Saturday, July 11, 2015

Midnight's Furies: The Deadly Legacy of India's Partition (Nisid Hajari)


Midnight's Furies: The Deadly Legacy of India's Partition by Nisid Hajari recounts the division of India and Pakistan in 1947 as Britain ended its centuries-long control over Indian affairs. "The Partition" as it is known was driven by many factors, which Hajari recounts in chronological detail.

This historical account details the seeds of Partition on a number of fronts: first, the history of the relationship between Muslims and Hindus in Indian history and how, despite occasional religious-oriented violence, the two communities had co-existed and co-contributed to a developing regional power prior to the nationalism movement that developed within India in the early 20th century. Between religion, culture, and ego among leaders in both the Muslim-led League and the Hindu-dominated Congress, Hajari accounts how people of both faiths, plus the Sikhs of Northern India, rioted against the other and how the British Empire, financially decimated by World War II, was looking for a quick exit and not a lasting peaceable solution. The result was the Partition of India and Pakistan, hastily done along roughly religious lines, which led to further conflict in parts of Kashmir and in cities near both borders as Hindus in a Muslim-dominated Pakistan and Muslims in Hindu-dominated India were targeted and killed by the other side.  The result of Partition was the largest mass-migration of people in world history, with millions of Muslims and Hindus moving into safer territory in order to flee the prospect of religious violence.

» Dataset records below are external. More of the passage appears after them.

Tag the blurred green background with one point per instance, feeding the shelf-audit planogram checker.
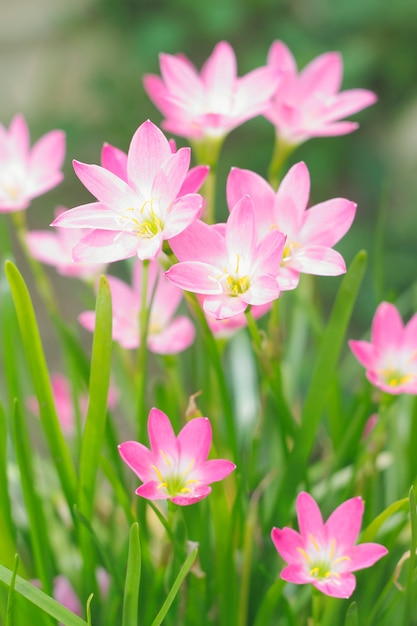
(78, 66)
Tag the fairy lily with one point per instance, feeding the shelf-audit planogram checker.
(210, 103)
(311, 234)
(166, 334)
(309, 104)
(325, 554)
(226, 264)
(175, 468)
(134, 216)
(390, 358)
(25, 172)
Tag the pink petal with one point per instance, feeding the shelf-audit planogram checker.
(176, 337)
(148, 150)
(138, 458)
(161, 434)
(310, 521)
(345, 523)
(326, 223)
(365, 555)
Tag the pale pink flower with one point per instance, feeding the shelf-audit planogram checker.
(311, 234)
(210, 103)
(25, 172)
(166, 334)
(325, 554)
(227, 265)
(390, 358)
(175, 468)
(55, 248)
(134, 216)
(309, 104)
(64, 402)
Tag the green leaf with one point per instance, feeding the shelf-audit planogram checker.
(38, 527)
(40, 376)
(133, 572)
(40, 599)
(324, 369)
(175, 588)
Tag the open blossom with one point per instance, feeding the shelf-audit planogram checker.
(309, 104)
(175, 468)
(311, 234)
(227, 265)
(390, 358)
(25, 172)
(166, 334)
(134, 216)
(210, 103)
(325, 554)
(55, 248)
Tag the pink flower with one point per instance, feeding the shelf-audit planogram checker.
(55, 248)
(175, 468)
(325, 554)
(309, 104)
(134, 216)
(64, 403)
(165, 334)
(390, 358)
(210, 103)
(25, 172)
(311, 233)
(226, 265)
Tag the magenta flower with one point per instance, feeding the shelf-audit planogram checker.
(390, 358)
(210, 103)
(134, 216)
(175, 468)
(311, 234)
(309, 104)
(226, 265)
(26, 173)
(166, 334)
(55, 248)
(325, 554)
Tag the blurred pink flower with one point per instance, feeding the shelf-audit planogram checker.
(55, 248)
(311, 233)
(325, 554)
(64, 402)
(175, 468)
(134, 216)
(309, 104)
(210, 103)
(390, 358)
(165, 334)
(26, 172)
(227, 265)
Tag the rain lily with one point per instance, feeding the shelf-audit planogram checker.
(25, 172)
(325, 554)
(311, 233)
(213, 102)
(165, 334)
(226, 265)
(134, 216)
(309, 104)
(55, 248)
(175, 468)
(390, 358)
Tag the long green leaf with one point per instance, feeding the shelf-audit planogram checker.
(175, 588)
(133, 572)
(323, 371)
(38, 527)
(40, 376)
(40, 599)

Hajari takes the 1947 Partition and broadbrushes 70 years of following history, pointing out how Pakistan's history has been full of military rule combined with interference in Afghanistan for the better part of the past forty plus years. The India-Pakistan conflict has occasionally flared up since 1947, with three separate conflicts through their histories as countries. The author focuses on how tensions between the two nations remain strong despite occasional, gradual, attempts to resolve the two side's differences in recent years over disputed Kashmir. More attention could have been given to recent events and a future outlook to where things could head in this region; however, Hajari does a brilliant job of telling how the seeds of division in South Asia were originally sewn. Midnight's Furies is a fast, well-sourced read.